El bruxismo es un trastorno que afecta a muchas personas y se caracteriza por la contracción involuntaria de la mandíbula, especialmente a la hora de dormir. Esta condición puede provocar desgaste dental, cefaleas y tensión en la mandíbula. Sin embargo, el bótox se ha convertido en una buena opción complementaria para aliviar sus síntomas.

¿Cómo funciona el bótox en el tratamiento del bruxismo?

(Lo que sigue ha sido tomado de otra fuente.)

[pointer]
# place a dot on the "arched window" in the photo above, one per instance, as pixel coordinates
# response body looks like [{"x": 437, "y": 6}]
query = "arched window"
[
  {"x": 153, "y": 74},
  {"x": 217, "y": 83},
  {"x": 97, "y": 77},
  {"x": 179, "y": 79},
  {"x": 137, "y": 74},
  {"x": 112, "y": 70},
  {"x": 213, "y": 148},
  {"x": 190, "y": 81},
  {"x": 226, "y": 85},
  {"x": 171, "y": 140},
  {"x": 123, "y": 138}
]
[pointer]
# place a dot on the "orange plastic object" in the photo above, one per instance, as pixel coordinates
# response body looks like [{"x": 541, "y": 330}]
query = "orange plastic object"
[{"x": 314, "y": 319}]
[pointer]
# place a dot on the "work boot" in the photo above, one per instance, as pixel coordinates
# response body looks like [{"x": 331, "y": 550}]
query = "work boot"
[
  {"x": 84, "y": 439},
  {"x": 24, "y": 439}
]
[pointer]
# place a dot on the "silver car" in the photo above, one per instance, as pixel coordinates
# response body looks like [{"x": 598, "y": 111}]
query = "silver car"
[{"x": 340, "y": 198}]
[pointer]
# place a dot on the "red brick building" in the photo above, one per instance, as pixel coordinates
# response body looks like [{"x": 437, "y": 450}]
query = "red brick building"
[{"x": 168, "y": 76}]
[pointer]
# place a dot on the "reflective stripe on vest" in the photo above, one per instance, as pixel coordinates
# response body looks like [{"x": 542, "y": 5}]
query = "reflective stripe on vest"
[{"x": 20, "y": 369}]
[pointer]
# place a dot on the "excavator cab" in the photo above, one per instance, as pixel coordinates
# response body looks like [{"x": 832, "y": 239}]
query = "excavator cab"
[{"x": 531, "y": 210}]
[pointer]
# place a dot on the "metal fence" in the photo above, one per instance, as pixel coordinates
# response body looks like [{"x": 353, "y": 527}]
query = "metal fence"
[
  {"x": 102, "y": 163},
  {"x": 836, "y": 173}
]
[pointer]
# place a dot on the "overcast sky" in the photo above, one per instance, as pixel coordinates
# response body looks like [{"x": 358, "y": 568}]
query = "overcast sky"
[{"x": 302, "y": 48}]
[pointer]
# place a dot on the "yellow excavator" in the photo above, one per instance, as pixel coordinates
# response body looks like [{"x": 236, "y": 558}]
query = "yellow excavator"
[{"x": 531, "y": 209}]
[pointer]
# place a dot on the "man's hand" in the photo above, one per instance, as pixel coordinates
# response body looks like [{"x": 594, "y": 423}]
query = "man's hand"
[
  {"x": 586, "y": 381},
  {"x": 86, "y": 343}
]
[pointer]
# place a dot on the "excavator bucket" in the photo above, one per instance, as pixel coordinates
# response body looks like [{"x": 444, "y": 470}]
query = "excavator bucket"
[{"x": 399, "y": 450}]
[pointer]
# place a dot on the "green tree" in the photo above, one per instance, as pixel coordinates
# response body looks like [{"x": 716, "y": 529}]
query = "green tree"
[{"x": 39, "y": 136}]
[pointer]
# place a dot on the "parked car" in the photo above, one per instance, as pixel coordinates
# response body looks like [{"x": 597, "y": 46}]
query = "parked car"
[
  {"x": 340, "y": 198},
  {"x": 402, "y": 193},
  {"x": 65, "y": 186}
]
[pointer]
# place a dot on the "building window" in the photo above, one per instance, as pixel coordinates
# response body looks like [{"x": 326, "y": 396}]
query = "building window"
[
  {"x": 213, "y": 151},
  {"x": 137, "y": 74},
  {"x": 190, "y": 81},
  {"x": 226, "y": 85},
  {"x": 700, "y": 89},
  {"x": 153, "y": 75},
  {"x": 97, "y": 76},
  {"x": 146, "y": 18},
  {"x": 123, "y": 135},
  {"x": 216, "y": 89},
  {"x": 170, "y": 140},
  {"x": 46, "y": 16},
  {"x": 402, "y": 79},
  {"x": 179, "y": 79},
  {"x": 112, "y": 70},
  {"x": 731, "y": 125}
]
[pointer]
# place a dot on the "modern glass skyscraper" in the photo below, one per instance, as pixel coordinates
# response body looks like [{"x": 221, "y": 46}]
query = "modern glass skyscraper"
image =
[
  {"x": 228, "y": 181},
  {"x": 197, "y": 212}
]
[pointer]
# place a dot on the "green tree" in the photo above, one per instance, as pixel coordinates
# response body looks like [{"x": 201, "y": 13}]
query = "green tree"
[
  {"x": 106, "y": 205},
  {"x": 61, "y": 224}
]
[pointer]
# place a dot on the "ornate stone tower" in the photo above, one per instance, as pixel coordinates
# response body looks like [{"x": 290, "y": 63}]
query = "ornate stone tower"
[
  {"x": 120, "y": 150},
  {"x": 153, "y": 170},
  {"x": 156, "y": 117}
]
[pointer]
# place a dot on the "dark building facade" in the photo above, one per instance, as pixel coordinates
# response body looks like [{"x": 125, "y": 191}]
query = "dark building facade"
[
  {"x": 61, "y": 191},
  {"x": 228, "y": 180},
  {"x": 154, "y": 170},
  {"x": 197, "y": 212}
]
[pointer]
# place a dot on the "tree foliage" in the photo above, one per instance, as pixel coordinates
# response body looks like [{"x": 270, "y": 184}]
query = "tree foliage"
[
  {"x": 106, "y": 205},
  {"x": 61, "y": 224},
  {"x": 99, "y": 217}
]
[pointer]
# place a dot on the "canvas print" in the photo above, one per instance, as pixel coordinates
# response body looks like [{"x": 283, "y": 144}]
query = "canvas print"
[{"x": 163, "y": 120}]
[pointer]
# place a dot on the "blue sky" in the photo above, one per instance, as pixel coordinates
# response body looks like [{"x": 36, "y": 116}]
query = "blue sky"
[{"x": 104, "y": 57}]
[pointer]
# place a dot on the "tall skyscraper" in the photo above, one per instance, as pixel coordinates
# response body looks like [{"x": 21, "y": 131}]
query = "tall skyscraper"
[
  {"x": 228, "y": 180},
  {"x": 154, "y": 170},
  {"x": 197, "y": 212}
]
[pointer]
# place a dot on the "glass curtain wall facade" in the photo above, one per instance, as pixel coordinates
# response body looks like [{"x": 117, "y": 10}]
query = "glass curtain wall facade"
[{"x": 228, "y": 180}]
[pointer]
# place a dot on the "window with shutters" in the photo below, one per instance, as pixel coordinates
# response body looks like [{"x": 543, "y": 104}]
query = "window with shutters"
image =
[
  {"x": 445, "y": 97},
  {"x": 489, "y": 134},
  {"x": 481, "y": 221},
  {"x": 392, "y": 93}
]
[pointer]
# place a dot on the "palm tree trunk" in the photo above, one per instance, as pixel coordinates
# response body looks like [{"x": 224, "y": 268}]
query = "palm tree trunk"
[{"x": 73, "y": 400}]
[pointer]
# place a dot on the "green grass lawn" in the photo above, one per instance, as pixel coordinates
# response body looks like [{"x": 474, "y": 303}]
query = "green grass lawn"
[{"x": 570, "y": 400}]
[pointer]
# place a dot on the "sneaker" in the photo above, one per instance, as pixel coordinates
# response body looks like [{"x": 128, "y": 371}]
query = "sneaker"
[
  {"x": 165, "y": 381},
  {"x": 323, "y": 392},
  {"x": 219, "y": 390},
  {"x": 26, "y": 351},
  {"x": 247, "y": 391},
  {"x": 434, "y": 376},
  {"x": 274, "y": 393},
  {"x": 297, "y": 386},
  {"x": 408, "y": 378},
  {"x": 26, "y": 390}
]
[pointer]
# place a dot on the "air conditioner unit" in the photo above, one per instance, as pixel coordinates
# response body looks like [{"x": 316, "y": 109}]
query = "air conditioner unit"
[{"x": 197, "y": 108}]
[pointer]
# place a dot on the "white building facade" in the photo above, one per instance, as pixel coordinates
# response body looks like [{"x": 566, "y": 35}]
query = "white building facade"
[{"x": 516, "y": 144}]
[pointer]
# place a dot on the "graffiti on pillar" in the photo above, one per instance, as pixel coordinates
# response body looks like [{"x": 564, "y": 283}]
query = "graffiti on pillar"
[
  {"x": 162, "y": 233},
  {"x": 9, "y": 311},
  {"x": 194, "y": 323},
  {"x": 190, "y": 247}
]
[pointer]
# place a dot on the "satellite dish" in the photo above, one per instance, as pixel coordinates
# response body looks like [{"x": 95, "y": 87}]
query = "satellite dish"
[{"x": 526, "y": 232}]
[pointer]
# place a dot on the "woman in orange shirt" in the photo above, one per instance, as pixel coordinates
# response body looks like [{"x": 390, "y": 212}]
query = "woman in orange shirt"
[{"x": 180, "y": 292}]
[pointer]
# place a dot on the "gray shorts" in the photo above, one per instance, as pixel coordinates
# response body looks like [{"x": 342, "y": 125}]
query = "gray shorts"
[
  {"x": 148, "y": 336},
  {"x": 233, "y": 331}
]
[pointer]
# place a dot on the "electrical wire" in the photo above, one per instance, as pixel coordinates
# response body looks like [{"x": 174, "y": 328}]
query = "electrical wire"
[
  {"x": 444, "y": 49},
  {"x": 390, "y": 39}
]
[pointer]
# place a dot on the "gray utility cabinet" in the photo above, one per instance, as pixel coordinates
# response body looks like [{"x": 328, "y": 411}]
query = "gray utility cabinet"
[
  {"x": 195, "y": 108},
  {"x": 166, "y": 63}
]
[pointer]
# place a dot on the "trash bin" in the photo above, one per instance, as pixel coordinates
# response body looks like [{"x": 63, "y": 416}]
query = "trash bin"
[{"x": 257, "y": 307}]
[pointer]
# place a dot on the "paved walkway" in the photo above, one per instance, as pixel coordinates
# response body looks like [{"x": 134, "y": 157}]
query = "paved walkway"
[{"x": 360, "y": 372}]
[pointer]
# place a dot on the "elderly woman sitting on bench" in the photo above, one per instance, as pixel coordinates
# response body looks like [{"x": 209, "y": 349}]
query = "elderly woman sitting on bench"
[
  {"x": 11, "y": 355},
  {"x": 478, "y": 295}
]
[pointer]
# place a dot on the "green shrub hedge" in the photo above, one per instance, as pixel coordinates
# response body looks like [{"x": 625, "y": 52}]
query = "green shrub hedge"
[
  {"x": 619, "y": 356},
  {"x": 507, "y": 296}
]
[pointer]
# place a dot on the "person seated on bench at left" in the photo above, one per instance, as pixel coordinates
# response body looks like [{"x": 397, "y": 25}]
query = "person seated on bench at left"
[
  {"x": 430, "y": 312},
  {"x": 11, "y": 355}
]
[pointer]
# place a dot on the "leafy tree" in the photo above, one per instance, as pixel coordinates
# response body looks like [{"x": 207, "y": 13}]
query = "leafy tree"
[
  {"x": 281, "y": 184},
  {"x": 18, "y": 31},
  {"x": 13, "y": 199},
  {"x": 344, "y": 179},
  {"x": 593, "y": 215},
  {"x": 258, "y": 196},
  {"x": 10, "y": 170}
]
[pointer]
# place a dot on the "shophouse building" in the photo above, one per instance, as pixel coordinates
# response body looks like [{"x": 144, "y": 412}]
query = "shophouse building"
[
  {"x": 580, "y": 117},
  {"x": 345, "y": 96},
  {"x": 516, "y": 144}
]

El bótox actúa directamente sobre los músculos responsables del movimiento de la mandíbula, bloqueando temporalmente la transmisión de señales nerviosas que generan la contracción muscular.
Esto permite disminuir la tensión y la frecuencia con la que se aprietan los dientes, lo que se traduce en un alivio del dolor y otros síntomas asociados.

¿Dónde se aplica?

El tratamiento se enfoca principalmente en los músculos maseteros, ubicados en la parte baja y lateral de la cara. En casos más severos, también puede aplicarse en los músculos temporales, situados en las zonas laterales de la cabeza.

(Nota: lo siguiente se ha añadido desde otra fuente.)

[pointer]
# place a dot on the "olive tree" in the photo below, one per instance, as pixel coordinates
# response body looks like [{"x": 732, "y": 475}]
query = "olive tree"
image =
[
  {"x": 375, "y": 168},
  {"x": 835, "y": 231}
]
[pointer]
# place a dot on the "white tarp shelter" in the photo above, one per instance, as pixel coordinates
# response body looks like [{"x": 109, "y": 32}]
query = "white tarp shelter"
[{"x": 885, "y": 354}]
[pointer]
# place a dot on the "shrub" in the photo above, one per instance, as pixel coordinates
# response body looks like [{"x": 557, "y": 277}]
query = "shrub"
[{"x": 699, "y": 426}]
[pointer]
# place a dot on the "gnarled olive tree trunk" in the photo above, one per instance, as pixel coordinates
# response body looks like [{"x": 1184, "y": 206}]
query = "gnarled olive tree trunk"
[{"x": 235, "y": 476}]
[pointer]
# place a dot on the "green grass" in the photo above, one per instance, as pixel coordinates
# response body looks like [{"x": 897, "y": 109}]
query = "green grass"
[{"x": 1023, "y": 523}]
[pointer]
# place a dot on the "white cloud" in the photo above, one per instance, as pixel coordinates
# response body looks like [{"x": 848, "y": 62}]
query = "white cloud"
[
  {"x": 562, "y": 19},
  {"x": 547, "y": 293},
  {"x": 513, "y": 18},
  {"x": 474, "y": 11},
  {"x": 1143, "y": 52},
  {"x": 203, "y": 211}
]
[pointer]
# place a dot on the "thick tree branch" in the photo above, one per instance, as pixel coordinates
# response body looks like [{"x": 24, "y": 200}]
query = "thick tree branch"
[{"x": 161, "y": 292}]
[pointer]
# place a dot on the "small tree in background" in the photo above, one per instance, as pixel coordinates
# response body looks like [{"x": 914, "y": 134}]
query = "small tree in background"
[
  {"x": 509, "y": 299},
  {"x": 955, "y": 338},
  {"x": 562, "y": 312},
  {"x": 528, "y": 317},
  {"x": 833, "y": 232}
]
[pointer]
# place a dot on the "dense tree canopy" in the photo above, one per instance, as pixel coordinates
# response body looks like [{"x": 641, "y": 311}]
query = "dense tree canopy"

Beneficios del bótox en el bruxismo:

  • Reducción de la tensión y dolor facial.
  • Disminución de cefaleas asociadas al bruxismo.

Es importante destacar que el bótox no reemplaza otros tratamientos tradicionales para el bruxismo, sin embargo, se ha consolidado como una opción complementaria eficaz para quienes presentan bruxismo.